Effect of Realistic Ocean Mixing on NPZ Oscillations

The purpose of this work was to characterize the stability of the Franks et al. (1986) NPZ model in the presence of vertical mixing. Ecosystem models of the NPZ type are coupled nonlinear systems of equations that exhibit a well-known range of dynamical behavior from stable equilibria to limit cycles to chaos. The dynamical regime of a particular model is of course determined by the parameter set applied. What is not generally discussed is that even with a particular parameter set, some components of the model (e.g., uptake rate) are spatially dependent. This variation can lead to different dynamical regimes within the water column (Figure 1). We have performed a linear stability analysis of the Franks model and shown that both stable fixed points and limit-cycle dynamics are common features of even a single vertical profile. However, the addition of diffusion modifies this stability, by coupling the otherwise independent oscillators and stable points. For some parameter sets (e.g., the macrozooplankton parameters discussed above), this coupling stabilizes the vertical profile, whereas for others the dynamics remain unstable (e.g., the microzooplankton case). For still other (quite plausible) parameter sets, the dynamical regime of the coupled system can vary non-monotonically from stable to unstable states depending on the magnitude of the diffusion. Indeed, for very weak levels of diffusion, the model exhibits chaotic dynamics for both parameter sets explored, though this state does not appear for more realistic, natural levels. Understanding the dynamical regime of the model in the presence of mixing has important implications for the appropriate initialization of biological models, as well as toward the interpretation of numerical integrations in more complicated advective scenarios. This effort has led to the preparation of one paper (Edwards and Powell 1999) for a peer-reviewed journal and presentations at two academic conferences.

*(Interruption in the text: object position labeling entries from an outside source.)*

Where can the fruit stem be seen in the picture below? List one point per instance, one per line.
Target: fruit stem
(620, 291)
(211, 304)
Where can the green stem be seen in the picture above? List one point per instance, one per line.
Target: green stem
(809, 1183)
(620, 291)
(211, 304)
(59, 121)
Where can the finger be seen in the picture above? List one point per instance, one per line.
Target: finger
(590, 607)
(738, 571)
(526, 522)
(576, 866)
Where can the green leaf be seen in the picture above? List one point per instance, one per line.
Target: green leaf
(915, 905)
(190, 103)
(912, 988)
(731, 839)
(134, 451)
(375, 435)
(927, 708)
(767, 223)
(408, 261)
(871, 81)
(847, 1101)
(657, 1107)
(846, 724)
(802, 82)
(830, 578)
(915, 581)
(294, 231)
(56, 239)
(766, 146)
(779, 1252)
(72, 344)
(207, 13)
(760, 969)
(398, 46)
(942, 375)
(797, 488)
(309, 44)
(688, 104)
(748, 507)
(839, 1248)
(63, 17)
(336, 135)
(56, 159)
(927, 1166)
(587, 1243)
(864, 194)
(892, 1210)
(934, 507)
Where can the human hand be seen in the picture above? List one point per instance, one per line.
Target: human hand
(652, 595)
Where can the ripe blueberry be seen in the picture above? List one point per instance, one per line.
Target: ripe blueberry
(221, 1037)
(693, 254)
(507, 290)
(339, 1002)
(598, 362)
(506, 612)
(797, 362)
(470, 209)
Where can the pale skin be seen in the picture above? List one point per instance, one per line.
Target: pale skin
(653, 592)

Figure 2. Time series at 4 depths using the Franks et al. (1986) model and macrozooplankton parameters. Model dynamical state varies with depth. Phytoplankton (dash-dot); Zooplankton (dashed); Nutrient (solid).

Individual-Based Modeling of Metridia pacifica

We coupled 2D Eulerian biophysical simulations of hydrodynamics and lower trophic levels (NPZ models) with Lagrangian particle tracking IBMs of larger zooplankton in the California Current ecosystem. Our primary goal was to evaluate how the interaction of extrinsic (environmental) and intrinsic (specific to the individual organism) factors control distribution and demography. We focused on the interactions of food concentration, advection, diffusion and light (extrinsic factors) with organism size, nutritional state, and behavior (intrinsic factors) in the copepod, Metridia pacifica. Extensive experimental data and field observations exist (Batchelder 1986a) for this species, and it has been modeled previously in 1D (Batchelder and Miller 1989; Batchelder and Williams 1995). We extended earlier population dynamics models in two respects: 1) by forcing the IBM using physics and food resources obtained from an idealized 2D Eulerian simulation; and, 2) by exploring more realistic, mechanistic models for diel vertical migration (DVM). We developed and tested a particle tracking model (PTM) to couple the Eulerian fields from the slice model to the Lagrangian IBM. The PTM moves animals by advection, diffusion, and vertical migration. The latter is affected by ambient light intensity and food concentration, proximity to the bottom and surface, and individual size and nutritional state.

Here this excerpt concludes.